If that strikes you as unreasonable, you're probably not a judge on the Illinois Appellate Court. On Dec. 31, a three-judge panel of the court unanimously ruled that Ceriale's family and the families of four other homicide victims could sue the companies that produced the guns used to kill their relatives.

Briefly put, the plaintiffs argue that gun makers make too many guns. Since criminals use some of them, they say, this overproduction constitutes a "public nuisance."

Until now, no appellate court has bought this theory, which also underlies many of the gun lawsuits filed by local governments in recent years. That includes Chicago's, which a Cook County judge dismissed in 2000.

It now seems likely that the city's suit will be revived by the same panel that allowed the Ceriale case to proceed. "A reasonable trier of fact," the judges ruled, "could find that (gun homicides) were occurrences that defendants knew would result or were substantially certain to result from the defendants' alleged conduct."

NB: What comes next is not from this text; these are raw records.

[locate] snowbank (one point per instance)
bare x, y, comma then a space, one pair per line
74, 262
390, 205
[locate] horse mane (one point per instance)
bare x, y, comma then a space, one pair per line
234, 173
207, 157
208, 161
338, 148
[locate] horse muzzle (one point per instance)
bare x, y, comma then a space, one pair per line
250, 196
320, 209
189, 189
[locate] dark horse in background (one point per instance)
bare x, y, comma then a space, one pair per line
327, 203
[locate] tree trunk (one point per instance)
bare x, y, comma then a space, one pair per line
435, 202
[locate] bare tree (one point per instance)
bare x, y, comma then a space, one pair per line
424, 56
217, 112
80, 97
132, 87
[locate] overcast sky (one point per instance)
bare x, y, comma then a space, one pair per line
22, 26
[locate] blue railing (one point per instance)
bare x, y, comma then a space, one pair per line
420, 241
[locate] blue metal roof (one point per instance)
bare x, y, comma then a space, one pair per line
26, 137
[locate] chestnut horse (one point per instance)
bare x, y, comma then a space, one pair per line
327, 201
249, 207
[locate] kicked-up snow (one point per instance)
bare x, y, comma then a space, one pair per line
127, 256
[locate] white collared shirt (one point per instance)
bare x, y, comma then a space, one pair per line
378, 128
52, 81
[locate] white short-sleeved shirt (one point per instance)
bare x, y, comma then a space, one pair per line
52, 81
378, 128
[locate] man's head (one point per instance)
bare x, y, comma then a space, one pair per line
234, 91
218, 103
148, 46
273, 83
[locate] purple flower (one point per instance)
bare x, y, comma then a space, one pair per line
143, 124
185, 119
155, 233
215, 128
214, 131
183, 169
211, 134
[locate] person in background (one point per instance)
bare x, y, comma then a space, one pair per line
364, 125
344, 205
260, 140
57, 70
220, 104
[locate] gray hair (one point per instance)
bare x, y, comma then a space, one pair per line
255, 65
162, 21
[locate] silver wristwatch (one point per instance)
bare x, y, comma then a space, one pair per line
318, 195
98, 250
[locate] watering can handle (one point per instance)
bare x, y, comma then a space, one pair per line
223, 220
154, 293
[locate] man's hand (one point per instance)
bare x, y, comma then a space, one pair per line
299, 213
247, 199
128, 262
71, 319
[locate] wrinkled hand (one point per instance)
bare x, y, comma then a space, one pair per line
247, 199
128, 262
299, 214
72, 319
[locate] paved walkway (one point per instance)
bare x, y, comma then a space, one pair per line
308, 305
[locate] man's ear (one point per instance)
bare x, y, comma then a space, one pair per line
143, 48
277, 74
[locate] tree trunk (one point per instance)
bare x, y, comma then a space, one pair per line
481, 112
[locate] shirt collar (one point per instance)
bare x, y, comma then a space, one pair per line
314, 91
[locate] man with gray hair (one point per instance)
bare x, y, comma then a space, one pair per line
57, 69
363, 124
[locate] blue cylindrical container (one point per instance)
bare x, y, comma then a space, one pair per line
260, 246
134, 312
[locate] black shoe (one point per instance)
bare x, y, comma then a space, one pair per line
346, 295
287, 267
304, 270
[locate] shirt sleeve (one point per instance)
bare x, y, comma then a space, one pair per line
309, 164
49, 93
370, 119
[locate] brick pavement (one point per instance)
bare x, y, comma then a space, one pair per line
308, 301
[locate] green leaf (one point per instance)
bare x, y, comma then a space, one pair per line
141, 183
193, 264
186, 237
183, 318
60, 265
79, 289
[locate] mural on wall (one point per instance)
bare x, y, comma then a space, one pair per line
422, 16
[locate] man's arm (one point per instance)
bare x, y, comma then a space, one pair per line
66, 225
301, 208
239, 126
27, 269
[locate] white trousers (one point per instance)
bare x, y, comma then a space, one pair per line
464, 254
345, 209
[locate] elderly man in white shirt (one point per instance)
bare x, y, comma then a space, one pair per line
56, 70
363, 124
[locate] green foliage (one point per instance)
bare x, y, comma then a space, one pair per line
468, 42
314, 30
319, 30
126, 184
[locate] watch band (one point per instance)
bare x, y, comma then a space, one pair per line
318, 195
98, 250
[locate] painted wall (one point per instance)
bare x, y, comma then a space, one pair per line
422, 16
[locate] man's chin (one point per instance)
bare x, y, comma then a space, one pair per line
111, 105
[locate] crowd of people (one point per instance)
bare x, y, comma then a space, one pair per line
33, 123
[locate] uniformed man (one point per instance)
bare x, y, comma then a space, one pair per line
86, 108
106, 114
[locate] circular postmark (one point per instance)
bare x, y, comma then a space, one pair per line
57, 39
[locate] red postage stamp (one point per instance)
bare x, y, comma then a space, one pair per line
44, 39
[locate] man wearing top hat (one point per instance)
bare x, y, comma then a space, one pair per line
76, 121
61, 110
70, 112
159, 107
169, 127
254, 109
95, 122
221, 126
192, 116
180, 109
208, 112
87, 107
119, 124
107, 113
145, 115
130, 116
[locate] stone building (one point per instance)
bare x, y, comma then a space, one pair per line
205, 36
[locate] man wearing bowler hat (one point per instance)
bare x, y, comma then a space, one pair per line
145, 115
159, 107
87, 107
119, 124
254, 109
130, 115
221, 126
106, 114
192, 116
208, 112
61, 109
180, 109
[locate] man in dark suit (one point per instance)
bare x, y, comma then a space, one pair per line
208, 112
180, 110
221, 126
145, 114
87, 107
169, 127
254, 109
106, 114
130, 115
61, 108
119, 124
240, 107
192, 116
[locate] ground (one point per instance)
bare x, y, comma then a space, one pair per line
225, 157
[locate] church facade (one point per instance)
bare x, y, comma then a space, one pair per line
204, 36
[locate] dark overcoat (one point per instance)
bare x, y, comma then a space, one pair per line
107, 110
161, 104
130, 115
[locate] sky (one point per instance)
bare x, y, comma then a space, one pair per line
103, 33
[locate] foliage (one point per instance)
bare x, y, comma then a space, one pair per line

The essence of the "alleged conduct" is that firearm makers "oversupplied" dealers in Chicago's suburbs, knowing that some of the weapons would end up in the city, where handguns are banned. "Manufacturers are endangering the public health and safety (by) knowingly and intentionally supplying the criminal market," argues David Kairys, the Temple University law professor who developed this approach to gun litigation.

That certainly sounds bad, but it's hard to see how gun makers can be expected to stop their products from falling into the hands of criminals. Let's assume they can figure out what the legitimate demand ought to be in a given area and restrict their shipments to dealers accordingly. Let's also assume they can do this without running afoul of antitrust laws.

Such coordination plainly would not be enough to prevent criminals from shooting people. The gun fired by Ceriale's killer was originally shipped to a Houston dealer in 1980. No conceivable precaution by Smith & Wesson could have stopped it from being used to murder him nearly two decades later.

"The manufacturers set in motion a chain of events with the foreseeable result being the death of our clients," said Jonathan Baum, an attorney for the plaintiffs. While it's true that gun makers must know that some of their products will be used to commit murder, the only way to avoid that "foreseeable result" is to go out of business.

No wonder Dennis Henigan, legal director of the Brady Center to Prevent Handgun Violence, called the Illinois Appellate Court's decision "the gun industry's worst nightmare." But gun makers are not the only ones who should be worried. The same logic that condemns them could also be used against manufacturers of any product used by criminals.

Doesn't Chrysler know that its cars will be used in bank robberies and drive-by shootings? Can't Rawlings foresee that thugs will use its baseball bats to deliver vicious beatings? Isn't Stanley aware that adolescent toughs (not to mention hijackers) use its box cutters as weapons?

All these companies, and many others, could be said to "oversupply" their markets, making more of their products than is needed for legal uses. If suing them seems more ridiculous than suing Smith & Wesson, perhaps it's because guns are widely perceived as less legitimate than cars, baseball bats and box cutters.

Yet guns, like these other products, are used for lawful purposes far more often than they are used in crimes. And since one of these purposes is self-defense—for which are used some 2 million times a year, according to national surveys—restricting the supply of firearms could cost lives rather than save them.

That's especially likely because criminals, whose stock in trade is the use or threat of violence, are more highly motivated to obtain weapons than is the typical law-abiding citizen. Hence they are more willing to pay the higher prices that would result from a smaller supply.

"Perversely," observes George Mason University law professor Michael I. Krauss, successful Chicago-style lawsuits "would put a relatively greater percentage of the nation's weapons in criminals' hands, and a smaller percentage in the hands of honest citizens." That may not be the intent of the litigation, but it's a foreseeable result.